FireGloves is a demonstrational Firefox extension that was created by a small team of researchers at the Budapest University of Technology and Economics in order to show that it is possible to defeat system fingerprinting (if you are new to the topic, read about fingerprinting here and here). At the time being it was developed (started at the end of 2011), there were no tools, even no proposals how to defeat fingerprinting. We only had a few ideas how fingerprinting techniques could work, and there were a few companies offering fingerprint-based tracking services. So we decided to create a simple tool that can show that fingerprinting can be avoided with a little loss of user experience. That was FireGloves.

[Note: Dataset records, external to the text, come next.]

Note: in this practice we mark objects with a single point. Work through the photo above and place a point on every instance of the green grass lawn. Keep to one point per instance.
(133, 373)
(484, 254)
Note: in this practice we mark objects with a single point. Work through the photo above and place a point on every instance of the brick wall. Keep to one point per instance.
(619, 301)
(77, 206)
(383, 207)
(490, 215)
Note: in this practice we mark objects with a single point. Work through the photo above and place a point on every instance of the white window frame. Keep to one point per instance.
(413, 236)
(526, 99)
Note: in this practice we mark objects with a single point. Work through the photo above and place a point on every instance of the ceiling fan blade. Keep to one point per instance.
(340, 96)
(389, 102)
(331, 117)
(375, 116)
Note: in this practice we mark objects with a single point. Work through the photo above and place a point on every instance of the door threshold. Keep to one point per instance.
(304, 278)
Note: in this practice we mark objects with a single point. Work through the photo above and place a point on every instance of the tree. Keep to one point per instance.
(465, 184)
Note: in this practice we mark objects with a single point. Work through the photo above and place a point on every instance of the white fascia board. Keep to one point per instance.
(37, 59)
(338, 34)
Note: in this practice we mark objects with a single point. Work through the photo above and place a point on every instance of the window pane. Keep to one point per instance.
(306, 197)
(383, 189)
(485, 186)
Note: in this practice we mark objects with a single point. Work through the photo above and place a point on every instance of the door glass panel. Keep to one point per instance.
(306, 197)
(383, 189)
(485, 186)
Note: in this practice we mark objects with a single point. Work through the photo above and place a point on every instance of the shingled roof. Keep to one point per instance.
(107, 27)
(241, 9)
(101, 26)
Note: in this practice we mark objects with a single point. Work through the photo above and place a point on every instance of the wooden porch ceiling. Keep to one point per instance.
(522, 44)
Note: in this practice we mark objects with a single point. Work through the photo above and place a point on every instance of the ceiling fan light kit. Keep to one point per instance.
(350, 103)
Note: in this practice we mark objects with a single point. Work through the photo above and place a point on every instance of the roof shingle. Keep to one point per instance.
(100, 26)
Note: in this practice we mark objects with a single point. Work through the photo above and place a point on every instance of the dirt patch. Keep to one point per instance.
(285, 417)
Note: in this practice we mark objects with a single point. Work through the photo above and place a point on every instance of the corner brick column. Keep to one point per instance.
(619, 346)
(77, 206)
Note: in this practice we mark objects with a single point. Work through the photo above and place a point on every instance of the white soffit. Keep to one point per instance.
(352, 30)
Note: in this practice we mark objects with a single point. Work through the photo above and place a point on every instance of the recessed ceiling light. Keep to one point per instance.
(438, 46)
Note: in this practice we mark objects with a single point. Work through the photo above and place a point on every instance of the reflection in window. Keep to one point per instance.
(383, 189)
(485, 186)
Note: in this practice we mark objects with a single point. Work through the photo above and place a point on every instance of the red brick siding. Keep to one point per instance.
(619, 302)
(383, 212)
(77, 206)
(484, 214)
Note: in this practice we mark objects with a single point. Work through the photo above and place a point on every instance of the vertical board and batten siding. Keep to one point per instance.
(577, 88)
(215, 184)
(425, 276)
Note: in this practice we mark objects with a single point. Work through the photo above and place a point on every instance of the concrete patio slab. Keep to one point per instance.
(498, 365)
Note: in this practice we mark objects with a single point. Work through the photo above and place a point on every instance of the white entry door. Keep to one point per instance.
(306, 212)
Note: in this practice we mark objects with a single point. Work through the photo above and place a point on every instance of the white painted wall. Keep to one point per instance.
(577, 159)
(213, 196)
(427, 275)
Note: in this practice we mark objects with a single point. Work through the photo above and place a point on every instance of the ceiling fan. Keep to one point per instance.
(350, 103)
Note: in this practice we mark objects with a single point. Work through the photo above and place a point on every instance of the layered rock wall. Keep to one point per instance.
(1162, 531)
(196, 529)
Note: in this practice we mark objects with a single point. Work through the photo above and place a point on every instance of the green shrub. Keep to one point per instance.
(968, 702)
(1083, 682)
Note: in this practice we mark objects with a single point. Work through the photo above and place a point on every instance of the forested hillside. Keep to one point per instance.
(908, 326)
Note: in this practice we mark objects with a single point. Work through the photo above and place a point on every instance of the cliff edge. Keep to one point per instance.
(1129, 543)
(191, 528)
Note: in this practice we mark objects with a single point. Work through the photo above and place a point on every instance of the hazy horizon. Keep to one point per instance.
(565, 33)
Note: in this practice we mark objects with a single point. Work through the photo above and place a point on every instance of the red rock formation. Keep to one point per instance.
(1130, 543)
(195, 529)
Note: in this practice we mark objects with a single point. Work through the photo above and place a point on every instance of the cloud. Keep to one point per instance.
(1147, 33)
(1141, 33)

(For the sake of completeness, I must mention that the Tor Browser Bundle developer team also proposed a solution in parallel, which was later compiled into their product. It was rather a simple but long standing solution: they introduced some options to limit the number of fonts what a website can load. I also made a suggestion to enhance their proposal.)

In April 2012, we introduced a new fingerprinting test demonstrating the capabilities of these techniques at a press event. FireGloves was also shown, demonstrating that we were looking for a solution, and not interested in exploiting user privacy. (For the curious reader: recent research makes it clear that the fingerprint-based tracking industry went along the direction we suspected. We also have a recently published book chapter including further predictions becoming reality.) FireGloves was successful at that time: after testing it against one of the leading fingerprinting companies, it was able to circumvent tracking.

Recent changes

However, times changed. Our development team dissolved in September 2012, FireGloves was no longer developed. Although we clarified that FG is a plugin of demonstrational purposes, it had almost 2k users constantly, and we also received a few bug reporting and support-requesting emails every month. What really urged writing this post is the wide publicity FG gained in August 2013: many users adopted the plugin in the hope of getting some protection, making a false sense of privacy. However, I must mention that we are grateful for the sites writing about FireGloves, since this publicity also raised the awareness on a very important and unsolved issue. So: thank you! :-) [Links to some of these articles can be found on the Hungarian press coverage page.]

Blowing away the misapprehensions

One of the main things why FireGloves gained visibility, that it is the only known extension of its kind. This is because fighting fingerprinting is not easy, and several aspects of protection need to be considered. Which is perhaps too much for a single extension. Secondly, probably because the achievements of FG on fingerprinting tests can be misleading (both on the Panopticlick and Fingerprinting 2.0 tests). For instance, in this video it is demonstrated that FG decreases traceability greatly. In fact, what is shown is that it is possible to protect ourselves against the vulnerabilities what these tests (and fingerprinting trackers at those times) exploited. However, fingerprinting techniques evolved since these tests were created. Thus to have an up-to-date protection FG would have also needed to be upgraded constantly.

So, what should one do?

In my opinion, it is not pointless to fight fingerprinting. To the contrary: the more users support anti-fingerprinting, the better these solutions will get. But where to look? The greatest tools currently available are the Tor Browser Bundle and the JondoFox anonymous web browsers. These are made by professionals, and include customized portable Firefox browsers. These are even modified at the source level, and include the most important extensions that one would need. (Beware! If you use too much of extensions, you loose privacy. Check out our book chapter for details, and read about the anonymity paradox.)

Closing words

Thank you for reading so far, and I hope you find this writing useful. Meaningful comments are welcome.

Oh, and if you are motivated to continue developing FireGloves, you'll find the source code on GitHub! Please let us know if you have any modifications done! I’m sure it is worth the effort.